Large businesses already have competitive advantages through lobbying arms, economies of scale, and the networking advantages that come with being an entrenched business. These advantages will now be compounded by more advantageous taxation as would-be competitors will be subject to an additional 20% tax. That is a perverse incentive. Or, an entrepreneurial investment professional will have to incorporate the business as a c-corporation from the get-go, subjecting the business to higher taxes and regulations during the formative years when the sustainability of the business model is in most doubt.
#4. This bill’s projected revenue of $473 million ignores human nature’s tendency to respond to incentives.
Remember in 2010 when New Jersey passed the millionaire’s tax that was intended to bolster state coffers? Well, enough New Jersey residents left for the neighboring states so that New Jersey actually collected lower revenues after passing the tax than before because the exodus was greater the extra amount of revenue collected by those that remained.
Initially, even Illinois politicians seemed aware of this economic principle because the original proposal limited implementation until several Northeastern states did likewise. Now, that provision is gone, and even states like Texas may be licking their chops to make overtures at Illinois’ financial industry.

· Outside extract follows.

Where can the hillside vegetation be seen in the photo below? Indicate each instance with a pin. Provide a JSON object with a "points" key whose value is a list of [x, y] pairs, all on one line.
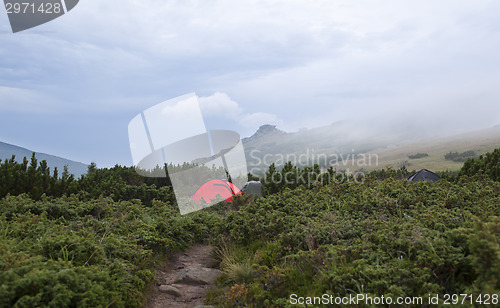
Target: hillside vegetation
{"points": [[95, 241]]}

Even if the bill has not yet passed, the planning has already begun to become either become a c-corporation or leave the state. I do not think the intended $473 million in revenue will be realized. A tax hike like this alters the status quo too dramatically, and causes so much resentment, that I don’t Illinois financial professionals will sit there like geese to be plucked. The rewards for changing corporate status or leaving are substantial, and the costs of doing nothing are notable. If this passes, you will see changes.
Conclusion: Right now, Illinois has unfunded pension liabilities in the $250-$300 billion range. It has no budget, and $15 billion in bills that they were obligated to pay by now but have not. The 2018 deficit is forecast to hit $10 billion. Chicago has been able to march on without feeling the full effects of this because interest rates have been low.
Politicians have been correct to realize that the gap between tax revenues and expenditures needs to tighten. But assuming that Illinois politicians want more than a PR victory, this Bill will not achieve their intended consequences. No class of people enjoys being singled out for taxation, and that initial resentment is heightened by the sheer enormity of the proposal. We are not talking about a 0.5% tax hike here; the current proposal that passed the house along party lines calls for a 20% hike.
Worse, many of the individuals captured by this tax are already overtaxed, or at the very least, not receiving the benefits of the lower carried interest tax rate that creates a gap this bill intends to close. And lastly, people respond to incentives. Illinois won’t get half to a billion dollars out of this—too many businesses will become c-corporations or leave the state of Illinois because the rewards for doing so are too great to ignore.